Joachim Güntner setzt sich ausführlich mit dem Urheberrecht auseinander und plädiert dafür, im Streit zwischen Industrie- und Nutzerinteressen den Autor nicht zu kurz kommen zu lassen. Er verweist auf den Historiker Eckhard Höffner, der in einer Studie über das Urheberrecht im 18. und 19. Jahrhhundert nachgewiesen hat, dass Kreativität und Einkommen der Autoren ohne Urheberrecht größer waren: "Das Urheberrecht, indem es vor Nachdrucken schütze, diene allein dem Verleger bei der Monopolbildung, urteilt Höffner.

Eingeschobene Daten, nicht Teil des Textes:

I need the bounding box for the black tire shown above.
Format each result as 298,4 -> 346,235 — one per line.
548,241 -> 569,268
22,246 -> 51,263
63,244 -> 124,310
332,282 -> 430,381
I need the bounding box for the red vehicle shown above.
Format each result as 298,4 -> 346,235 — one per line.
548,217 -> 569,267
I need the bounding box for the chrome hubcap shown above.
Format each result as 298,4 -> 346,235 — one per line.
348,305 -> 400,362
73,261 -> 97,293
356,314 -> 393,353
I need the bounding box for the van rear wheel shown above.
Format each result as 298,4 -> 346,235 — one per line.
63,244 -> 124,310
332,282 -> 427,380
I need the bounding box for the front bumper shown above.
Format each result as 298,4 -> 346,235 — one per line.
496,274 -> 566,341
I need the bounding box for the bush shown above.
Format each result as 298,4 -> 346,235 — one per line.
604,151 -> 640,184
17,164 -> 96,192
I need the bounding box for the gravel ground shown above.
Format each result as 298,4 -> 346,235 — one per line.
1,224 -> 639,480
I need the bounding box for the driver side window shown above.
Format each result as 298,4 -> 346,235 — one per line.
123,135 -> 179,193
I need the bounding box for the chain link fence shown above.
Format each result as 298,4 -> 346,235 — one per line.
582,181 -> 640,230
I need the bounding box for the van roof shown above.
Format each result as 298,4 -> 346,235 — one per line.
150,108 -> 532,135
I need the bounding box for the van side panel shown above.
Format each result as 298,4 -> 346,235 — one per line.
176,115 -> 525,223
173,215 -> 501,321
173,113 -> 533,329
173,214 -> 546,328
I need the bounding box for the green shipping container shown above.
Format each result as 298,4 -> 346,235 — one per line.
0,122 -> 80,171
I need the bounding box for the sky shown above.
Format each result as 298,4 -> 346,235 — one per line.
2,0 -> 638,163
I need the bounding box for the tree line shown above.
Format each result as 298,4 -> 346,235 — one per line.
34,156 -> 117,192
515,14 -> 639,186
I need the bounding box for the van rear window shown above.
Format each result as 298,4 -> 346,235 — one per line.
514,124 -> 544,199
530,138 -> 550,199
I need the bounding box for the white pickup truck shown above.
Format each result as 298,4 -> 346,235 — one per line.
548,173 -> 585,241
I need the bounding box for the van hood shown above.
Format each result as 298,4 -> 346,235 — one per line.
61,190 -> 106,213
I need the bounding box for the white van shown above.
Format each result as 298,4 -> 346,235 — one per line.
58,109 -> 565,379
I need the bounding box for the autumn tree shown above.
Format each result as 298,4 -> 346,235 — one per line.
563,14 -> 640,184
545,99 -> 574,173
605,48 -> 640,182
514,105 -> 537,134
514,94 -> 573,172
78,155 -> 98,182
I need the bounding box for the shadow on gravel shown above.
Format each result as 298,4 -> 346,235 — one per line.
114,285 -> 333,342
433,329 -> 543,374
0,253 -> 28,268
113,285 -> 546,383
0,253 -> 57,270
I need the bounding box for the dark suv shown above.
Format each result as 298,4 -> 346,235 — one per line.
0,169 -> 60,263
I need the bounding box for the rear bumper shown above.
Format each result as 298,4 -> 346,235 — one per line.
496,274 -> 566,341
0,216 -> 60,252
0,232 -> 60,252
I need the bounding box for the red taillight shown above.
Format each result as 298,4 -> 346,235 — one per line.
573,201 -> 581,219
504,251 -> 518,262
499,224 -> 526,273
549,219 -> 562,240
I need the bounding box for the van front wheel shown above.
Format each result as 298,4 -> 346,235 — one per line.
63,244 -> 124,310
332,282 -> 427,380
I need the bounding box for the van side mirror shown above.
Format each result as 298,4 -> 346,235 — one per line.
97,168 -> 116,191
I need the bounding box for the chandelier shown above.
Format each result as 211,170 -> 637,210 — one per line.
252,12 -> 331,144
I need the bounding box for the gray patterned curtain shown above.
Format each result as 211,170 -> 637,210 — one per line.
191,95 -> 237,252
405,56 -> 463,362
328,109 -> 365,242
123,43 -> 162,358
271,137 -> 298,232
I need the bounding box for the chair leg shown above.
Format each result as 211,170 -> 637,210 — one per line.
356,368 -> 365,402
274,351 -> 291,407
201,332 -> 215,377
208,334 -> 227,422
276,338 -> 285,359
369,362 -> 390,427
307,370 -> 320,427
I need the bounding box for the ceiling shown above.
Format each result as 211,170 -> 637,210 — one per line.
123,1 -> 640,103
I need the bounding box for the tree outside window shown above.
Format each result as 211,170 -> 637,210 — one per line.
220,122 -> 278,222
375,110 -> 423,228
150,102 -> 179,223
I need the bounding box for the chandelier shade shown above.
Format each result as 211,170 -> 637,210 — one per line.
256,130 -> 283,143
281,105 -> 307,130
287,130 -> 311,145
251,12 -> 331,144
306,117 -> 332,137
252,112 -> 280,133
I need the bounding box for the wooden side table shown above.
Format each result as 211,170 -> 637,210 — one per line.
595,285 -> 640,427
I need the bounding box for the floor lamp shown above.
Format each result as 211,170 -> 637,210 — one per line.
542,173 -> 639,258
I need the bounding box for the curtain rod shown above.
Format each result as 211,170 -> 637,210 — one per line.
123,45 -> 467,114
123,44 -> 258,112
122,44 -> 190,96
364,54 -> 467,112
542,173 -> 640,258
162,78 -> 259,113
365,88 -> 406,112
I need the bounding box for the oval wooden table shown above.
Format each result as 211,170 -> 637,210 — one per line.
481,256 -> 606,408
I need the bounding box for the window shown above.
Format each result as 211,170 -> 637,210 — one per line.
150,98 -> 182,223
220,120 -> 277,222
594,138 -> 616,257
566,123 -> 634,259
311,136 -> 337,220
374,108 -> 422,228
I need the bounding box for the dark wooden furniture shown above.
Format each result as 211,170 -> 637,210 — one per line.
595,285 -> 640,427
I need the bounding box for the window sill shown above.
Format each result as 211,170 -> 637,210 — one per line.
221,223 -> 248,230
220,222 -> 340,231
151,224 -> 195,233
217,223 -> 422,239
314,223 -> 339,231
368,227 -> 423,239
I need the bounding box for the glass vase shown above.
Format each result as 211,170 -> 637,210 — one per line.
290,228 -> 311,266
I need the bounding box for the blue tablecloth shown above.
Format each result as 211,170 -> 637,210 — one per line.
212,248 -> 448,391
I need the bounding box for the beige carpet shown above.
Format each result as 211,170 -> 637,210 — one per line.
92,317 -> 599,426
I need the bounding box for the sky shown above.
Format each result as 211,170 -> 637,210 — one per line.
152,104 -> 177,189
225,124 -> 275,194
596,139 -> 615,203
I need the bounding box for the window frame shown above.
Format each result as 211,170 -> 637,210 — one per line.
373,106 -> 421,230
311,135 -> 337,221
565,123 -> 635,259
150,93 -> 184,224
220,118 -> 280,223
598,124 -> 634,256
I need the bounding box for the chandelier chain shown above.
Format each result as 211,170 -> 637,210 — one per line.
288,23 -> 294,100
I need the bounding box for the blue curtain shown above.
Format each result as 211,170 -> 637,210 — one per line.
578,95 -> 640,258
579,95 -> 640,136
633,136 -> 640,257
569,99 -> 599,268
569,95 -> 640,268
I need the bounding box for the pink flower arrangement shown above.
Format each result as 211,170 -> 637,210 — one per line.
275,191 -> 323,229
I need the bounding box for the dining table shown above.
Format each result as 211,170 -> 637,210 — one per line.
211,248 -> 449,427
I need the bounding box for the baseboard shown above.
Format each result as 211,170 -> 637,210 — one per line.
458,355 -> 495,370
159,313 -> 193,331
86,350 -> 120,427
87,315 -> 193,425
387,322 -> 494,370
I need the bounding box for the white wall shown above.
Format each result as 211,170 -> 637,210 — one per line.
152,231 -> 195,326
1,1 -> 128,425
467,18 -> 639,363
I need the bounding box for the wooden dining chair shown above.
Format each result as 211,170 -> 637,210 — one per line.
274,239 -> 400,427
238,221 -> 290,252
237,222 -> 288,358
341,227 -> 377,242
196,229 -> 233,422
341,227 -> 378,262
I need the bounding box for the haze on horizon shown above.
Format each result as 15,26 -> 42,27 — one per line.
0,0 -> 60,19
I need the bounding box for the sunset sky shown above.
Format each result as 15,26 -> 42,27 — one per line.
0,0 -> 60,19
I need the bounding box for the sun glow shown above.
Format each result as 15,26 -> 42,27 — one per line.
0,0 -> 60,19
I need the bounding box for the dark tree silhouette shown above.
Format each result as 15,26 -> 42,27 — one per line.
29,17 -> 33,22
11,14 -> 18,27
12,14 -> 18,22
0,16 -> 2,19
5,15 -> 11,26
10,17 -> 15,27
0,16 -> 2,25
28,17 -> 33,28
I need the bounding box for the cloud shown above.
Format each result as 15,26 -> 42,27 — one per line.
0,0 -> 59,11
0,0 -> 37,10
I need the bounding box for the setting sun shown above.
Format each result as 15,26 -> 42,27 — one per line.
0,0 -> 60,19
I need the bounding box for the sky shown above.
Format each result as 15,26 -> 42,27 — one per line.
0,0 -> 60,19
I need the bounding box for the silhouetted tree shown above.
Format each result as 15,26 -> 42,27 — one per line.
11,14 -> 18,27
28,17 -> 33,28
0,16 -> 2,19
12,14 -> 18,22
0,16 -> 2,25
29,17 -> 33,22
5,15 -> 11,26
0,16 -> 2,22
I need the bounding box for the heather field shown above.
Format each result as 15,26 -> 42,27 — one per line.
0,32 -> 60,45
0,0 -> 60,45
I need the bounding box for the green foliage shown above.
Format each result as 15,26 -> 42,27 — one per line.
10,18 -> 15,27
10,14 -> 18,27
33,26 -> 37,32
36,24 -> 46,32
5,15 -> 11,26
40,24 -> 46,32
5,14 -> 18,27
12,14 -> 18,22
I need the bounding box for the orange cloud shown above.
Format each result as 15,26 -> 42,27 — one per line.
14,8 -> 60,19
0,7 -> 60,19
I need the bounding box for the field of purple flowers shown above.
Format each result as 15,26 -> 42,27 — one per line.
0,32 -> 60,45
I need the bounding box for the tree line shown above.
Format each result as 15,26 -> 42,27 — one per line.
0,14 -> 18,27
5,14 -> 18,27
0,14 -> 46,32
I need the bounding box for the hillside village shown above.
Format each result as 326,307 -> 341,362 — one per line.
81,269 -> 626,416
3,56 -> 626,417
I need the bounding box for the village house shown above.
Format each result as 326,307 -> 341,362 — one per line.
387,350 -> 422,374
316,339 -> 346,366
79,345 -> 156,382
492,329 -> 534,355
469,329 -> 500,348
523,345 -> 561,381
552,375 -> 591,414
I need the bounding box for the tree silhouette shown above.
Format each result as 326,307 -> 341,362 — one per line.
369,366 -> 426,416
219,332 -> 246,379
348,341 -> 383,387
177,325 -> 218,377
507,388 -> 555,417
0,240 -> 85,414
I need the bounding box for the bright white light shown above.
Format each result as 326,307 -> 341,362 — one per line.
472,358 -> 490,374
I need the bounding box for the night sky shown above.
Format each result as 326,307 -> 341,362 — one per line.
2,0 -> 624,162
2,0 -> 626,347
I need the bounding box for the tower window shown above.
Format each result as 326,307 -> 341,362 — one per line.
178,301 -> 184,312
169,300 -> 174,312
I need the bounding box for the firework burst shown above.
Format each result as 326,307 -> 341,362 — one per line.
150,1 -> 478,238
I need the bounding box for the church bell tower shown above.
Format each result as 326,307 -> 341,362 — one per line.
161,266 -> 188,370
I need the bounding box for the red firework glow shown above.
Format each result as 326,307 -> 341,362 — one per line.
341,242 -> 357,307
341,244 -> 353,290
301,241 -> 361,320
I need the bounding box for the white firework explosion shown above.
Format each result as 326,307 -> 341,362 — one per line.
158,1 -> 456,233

Seine Untersuchungen, die sich noch auf die alte Welt des Buchdrucks beziehen, sind auf die neue Welt des Digitalen schwerlich übertragbar. Eines aber scheint gleich geblieben zu sein und nährt auch heute das Unbehagen am Copyright: Wie gut Urheber dastehen, hängt von ihrem Marktwert ab, nicht von der Rechtslage. Kein Urheberrecht, heißt es unter freien Autoren bitter, habe ihre Ausplünderung mittels Buyout-Verträgen verhindert." (Hier ein langes Interview mit Höffner.)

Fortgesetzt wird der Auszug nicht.